Pavel is testing his sensors, systems and algorithms in a lab on the Hillsboro, Ore., campus designed to look like a senior’s living area. For example, the lab has a chair that can sense someone sitting on it and a bed that monitors a person’s movements and sleeping positions — information that may eventually provide clues to a senior’s safety and well-being. Motion detectors are positioned throughout the “living area” of Pavel’s lab to track seniors’ comings and goings.

Pavel hopes additional funding down the road will enable him to coordinate field tests with seniors still living in single-family homes.
Though research into intelligent biosensors is a growing field, this is the only known study focusing on biosensors for home health care.

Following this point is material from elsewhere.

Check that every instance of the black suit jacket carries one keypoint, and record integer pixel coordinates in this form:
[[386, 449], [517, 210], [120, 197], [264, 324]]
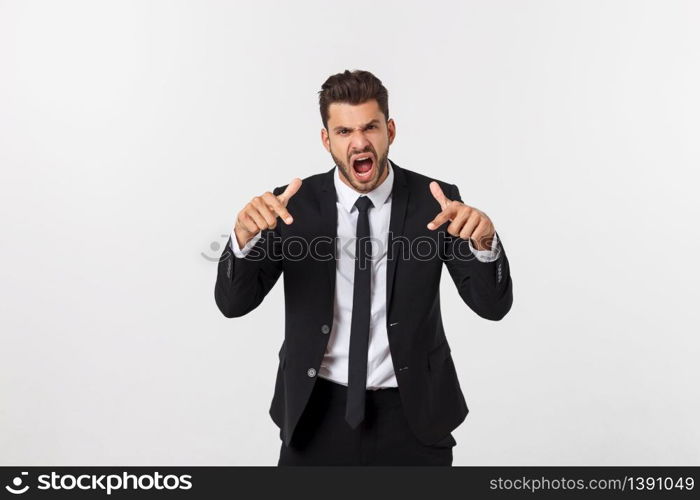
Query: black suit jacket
[[305, 253]]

Older adults are at high risk for cognitive impairment and dementia. Dementia occurs in 10 percent to 16 percent of seniors older than 75 and in up to 50 percent of those 85 or older. For people with mild cognitive impairment (for example, significant memory loss, but not dementia), the risk of developing dementia is as high as 50 percent within five years of being diagnosed. Unless physicians and other health care providers are alert to cognitive changes in their elderly patients, many cases of dementia will go undetected, which can lead to seniors getting lost, falling or failing to get treatment.

According to the U.S. Healthcare Financing Administration, home care is the largest growing segment of health care. Experts believe that care for the elderly will increasingly be provided in homes and in low-skill care facilities as opposed to institutions.